Andrew Sullivan employs some sloppy reasoning in his latest defense of gay marriage. Understand, please, that I believe that gay marriage is the right thing to do. (And keep movin’ on down the street with your limp-wristed “civil union” compromise — half way is half right, and why stop at half right?) Here’s Andrew’s basic argument:
If the Constitution guarantees equal rights for all, and marriage is one of the most basic civil rights there is, and gay couples can and do fulfill every requirement that straight couples can, what leeway does any Court have? I’m constantly amazed by these claims of judicial “tyranny.” Was Brown v Board of Education tyranny? It’s exactly the same principle as operates here: separate but equal won’t do.
Here’s the problem with Andrew’s argument: Unless you believe the Constitution to be a “living document” (and Andrew, it appears, does not), the Constitution does not guarantee “equal civil rights for all.” Rather, the Constitution only guarantees certain civil rights. These are the civil rights that are specifically ennumerated in the Constitution. “Gay marriage” was not among them. (Racial equality was among them, however — in the 13-15th Amendments — which is why Andrew’s reference to Brown v. The Board of Education is a red herring.)

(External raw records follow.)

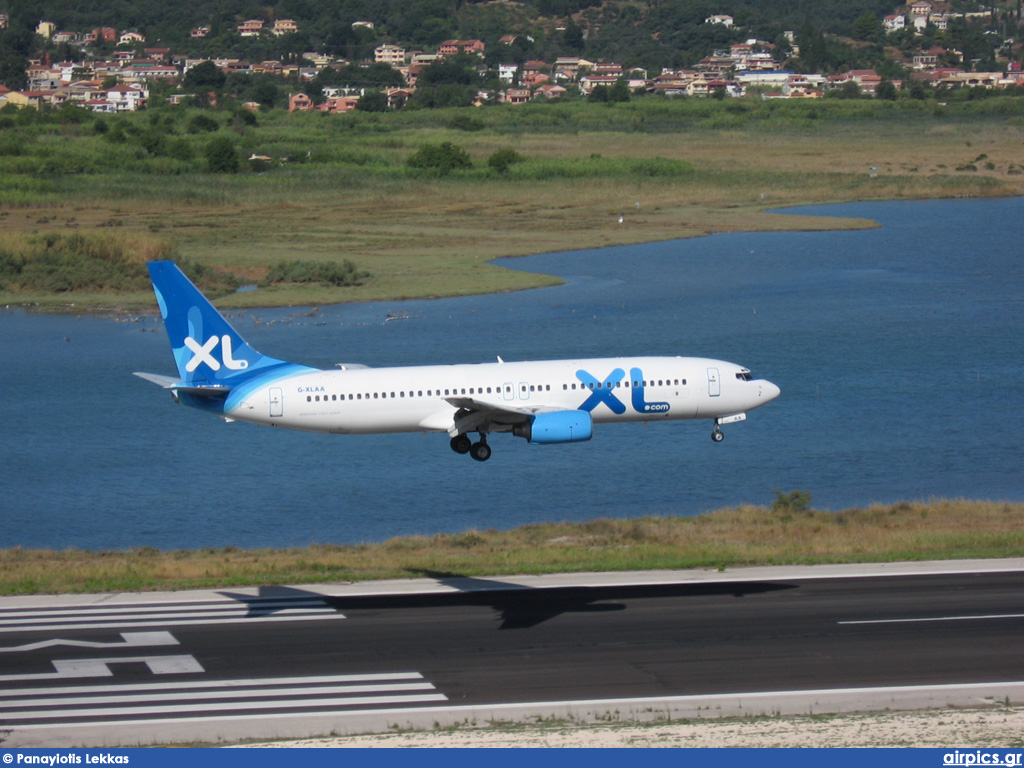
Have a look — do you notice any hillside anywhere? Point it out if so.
[0,0,1019,70]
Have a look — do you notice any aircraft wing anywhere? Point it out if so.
[444,397,565,437]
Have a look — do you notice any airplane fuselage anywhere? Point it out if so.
[223,357,778,434]
[137,261,779,462]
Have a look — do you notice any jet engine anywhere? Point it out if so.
[512,411,593,445]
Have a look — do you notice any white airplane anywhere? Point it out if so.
[135,261,780,462]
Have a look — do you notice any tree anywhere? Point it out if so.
[853,12,884,43]
[562,18,586,53]
[355,91,387,112]
[874,80,896,101]
[181,61,226,91]
[203,136,239,173]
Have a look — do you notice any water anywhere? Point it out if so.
[0,200,1024,549]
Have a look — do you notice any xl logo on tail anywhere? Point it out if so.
[185,334,249,373]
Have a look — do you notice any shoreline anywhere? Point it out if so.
[0,500,1024,596]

Even if you believe that the Constitution’s meaning was not fixed at the time of its drafting, however, Andrew’s argument still isn’t as self evident as he tires to portrary it. There are dozens of “basic civil rights” that even proponents of a living Constitution do not endorse.* Some are arguably more basic than the right of gays or straights to marry. Such as: The right to a job. The right to have adequate shelter. The right to an education. The right not to be discriminated against — in the workplace, in your personal life, in government, etc. — based on your looks, or your intelligence, or your athletic prowess, or the color of your hair, or the color of your eyes, or the shape of your earlobes, or the noises you make when you walk**, etc., etc.
It doesn’t matter that people are probably born gay. People are also born with blue eyes, rotten earlobes, and (to an extent) good looks — and yet the Constitution does not prohibit discrimination on those grounds in marriage, school, or work. Instead, the issue is whether the discrimination is based on an innate characteristic is worthy of protection. The Constitution clearly protects against discrimination based on your being born Black (again, see the 13th-15th Amendments). Whether the Constitution protects against discrimination based on your being born gay, is, well, much less clear . . . .***
The task of those who support allowing gay marriage through judicial (rather than legislative) means is to demonstrate that gays fall into a category deserving of specific protection under the Constitution. I think that’s a case that can be made. But Andrew Sullivan doesn’t make it with a platitude and a quick cite to the Brown decision.